Com’è noto, le campagne del Trentino cominciando dalla Valle di Non, fin dagli anni ’50 del secolo scorso si sono dotate dei primi impianti irrigui che hanno permesso lo sviluppo di quella frutticoltura moderna che ha cambiato anche dal punto di vista economico le molte famiglie che ancora oggi vivono della frutticoltura.

Negli ultimi anni però è scattato l’allarme per la carente disponibilità d’acqua particolarmente nei periodi nei quali le piante hanno maggiore bisogno. Va ricordato che negli ultimi decenni grazie al forte sostegno dell’ente pubblico Provincia, la quasi totalità di impianti sovra chioma con i girandoloni, sono stati sostituiti prima dagli impianti a pioggia lenta e poi in impianti a goccia.

Ma il problema della carenza d’acqua a causa della riduzione della portata delle sorgenti e delle falde freatiche per la minore quantità di piogge cadute è diventato un’autentica emergenza. Per questo motivo su sollecitazione della Federazione Provinciale dei Consorzi Irrigui e di miglioramento fondiario, la Provincia ha costituito nel mese di luglio dello scorso anno un gruppo di lavoro coinvolgendo oltre all’Assessorato all’Agricoltura, la Fondazione Mach, la Facoltà di Ingegneria di Povo, oltre naturalmente la Federazione dei Consorzi irrigui. Il nostro impegno informa Lorenzo Cattani, direttore della Federazione dei Consorzi irrigui e di Miglioramento Fondiario del Trentino, ( 230 i consorzi associati), era quello di realizzare il progetto completo entro in 2024, ma vista la complessità della materia e i tempi necessari per il reperimento dei dati, si prevede che il piano completo sarà pronto solo il prossimo anno.

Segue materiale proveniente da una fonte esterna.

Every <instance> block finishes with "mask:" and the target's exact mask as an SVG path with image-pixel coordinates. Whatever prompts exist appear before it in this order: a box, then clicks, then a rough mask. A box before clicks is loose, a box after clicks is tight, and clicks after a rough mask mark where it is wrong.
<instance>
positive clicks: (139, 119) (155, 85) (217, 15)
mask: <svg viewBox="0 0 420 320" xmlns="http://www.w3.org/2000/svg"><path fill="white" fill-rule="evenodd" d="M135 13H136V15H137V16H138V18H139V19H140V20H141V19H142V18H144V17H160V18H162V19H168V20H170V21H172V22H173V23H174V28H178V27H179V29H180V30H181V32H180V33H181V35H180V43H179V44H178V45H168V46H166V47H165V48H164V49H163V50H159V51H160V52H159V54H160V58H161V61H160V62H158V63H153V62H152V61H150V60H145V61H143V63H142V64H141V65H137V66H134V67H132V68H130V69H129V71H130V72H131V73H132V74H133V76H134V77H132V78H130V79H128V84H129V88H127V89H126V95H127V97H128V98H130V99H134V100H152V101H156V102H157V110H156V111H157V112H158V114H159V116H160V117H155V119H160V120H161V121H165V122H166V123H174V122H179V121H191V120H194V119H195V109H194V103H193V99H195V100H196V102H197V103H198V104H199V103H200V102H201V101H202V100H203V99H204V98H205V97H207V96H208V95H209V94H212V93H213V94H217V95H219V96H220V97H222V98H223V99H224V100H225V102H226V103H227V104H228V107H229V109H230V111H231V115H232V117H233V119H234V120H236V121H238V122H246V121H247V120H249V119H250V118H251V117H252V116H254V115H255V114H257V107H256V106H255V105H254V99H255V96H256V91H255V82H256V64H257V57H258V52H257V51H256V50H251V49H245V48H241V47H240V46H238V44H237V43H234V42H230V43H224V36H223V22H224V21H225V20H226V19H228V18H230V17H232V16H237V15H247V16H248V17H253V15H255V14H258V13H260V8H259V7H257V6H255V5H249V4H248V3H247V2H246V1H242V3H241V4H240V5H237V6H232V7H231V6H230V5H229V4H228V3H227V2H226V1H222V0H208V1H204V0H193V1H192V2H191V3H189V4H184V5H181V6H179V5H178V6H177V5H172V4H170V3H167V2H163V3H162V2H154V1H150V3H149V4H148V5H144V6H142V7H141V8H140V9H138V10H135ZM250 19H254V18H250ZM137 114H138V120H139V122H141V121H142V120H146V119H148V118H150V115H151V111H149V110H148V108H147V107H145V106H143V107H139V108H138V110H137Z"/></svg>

Molto interessante la scaletta di lavoro che si è dato il gruppo: si è partiti con vasto censimento coinvolgendo tutti i consorzi Irrigui e di Miglioramento Fondiario che gestiscono impianti irrigui al fine di conoscere quali sono le colture praticate su tutto l’estimo irriguo dei singoli consorzi, gli ettari riservati ad ogni coltura, l’attuale sistema irriguo, i tipi di terreni, la diponibilità d’acqua nelle varie stagioni dell’anno. Quando questi dati saranno reperiti i tecnici della Fondazione Mach effettueranno una stima puntuale del fabbisogno d’acqua della vaie colture siano esse meli, che viti, che piccoli frutti che ciliegi. Il tutto al fine di arrivare finalmente a dare in base all’agricoltura 4.0 la quantità d’acqua necessaria per ogni coltura nei vari stadi fenologici. Sulla base di questi dati si potrà ragionare su numeri certi dell’attuale rapporto fabbisogno e disponibilità dell’acqua a fini irrigui. Sulla base di questi dati saranno individuate da parte della Facoltà di Ingegneria di Trento le migliori soluzioni possibili al fine di raccogliere durante i periodo di disponibilità le acque per poterle poi distribuire nel momento del bisogno ai vari consorzi. Evidentemente sarà ispezionato anche l’intero sistema irriguo attuale al fine, di poter poi adeguarlo al minor consumo d’acqua possibile.